While it is true that this point in time is more than attractive and that’s why artists are no longer leaving but planting their roots instead – one or two have even heard the buzz from this side of the Atlantic and have returned with their suitcases half made in haste, afraid of missing this train – but their work is quickly leaving in the opposite direction, it doesn’t matter where to, anywhere, always far away, very far away from national borders.
It’s such a dizzying and recent phenomenon that many works of art that are leaving the country don’t even have a title, as if there wasn’t any time to lose thinking about every last detail, but there’s always a price tag, that’s never missing. Prices have been calculated way in advance and furthermore, exclusively in dollars and euros, with practice and innocent spontaneity.
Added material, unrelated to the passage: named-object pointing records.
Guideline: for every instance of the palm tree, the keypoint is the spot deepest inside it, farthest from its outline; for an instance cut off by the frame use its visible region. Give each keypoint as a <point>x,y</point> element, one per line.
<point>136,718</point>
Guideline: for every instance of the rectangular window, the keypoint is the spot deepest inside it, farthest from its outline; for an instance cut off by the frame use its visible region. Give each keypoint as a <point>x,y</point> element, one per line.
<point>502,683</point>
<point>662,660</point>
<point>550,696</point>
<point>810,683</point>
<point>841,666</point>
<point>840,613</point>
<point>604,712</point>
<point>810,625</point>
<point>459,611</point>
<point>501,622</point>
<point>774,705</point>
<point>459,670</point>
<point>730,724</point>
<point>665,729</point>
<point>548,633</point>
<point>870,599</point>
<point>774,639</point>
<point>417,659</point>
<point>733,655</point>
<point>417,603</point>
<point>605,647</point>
This profuse hemorrhage that seems unstoppable, which is filling pockets and emptying everything else, is currently being defined clinically as a cautious prognosis. It won’t be reversed in the short or medium term and there’s no point in crying over spilled oilpaints: the eyes that saw you leave, will never enjoy you again.
We’ll have to wait and see what happens in the long-run. And if we’re going to dream, we might as well dream big: the day will come, if we are patient and believe, when this Cuban professional who leaves work tired – giving classes at the university, is a brain surgeon, filmmaker, industrial engineer, agronomist, lawyer, militaryperson – will take a collective taxi, instead of waiting for the bus to go home, and go to an exhibition and there will be a canvas hanging that s/he will want to buy after giving it some long hard thought: s/he will cancel their holidays in Cayo Largo as a result, but it would have been well worth it.
Dreaming doesn’t hurt, but the art slipping through our fingers, without us even being miffed about it, that’s really going to hurt us.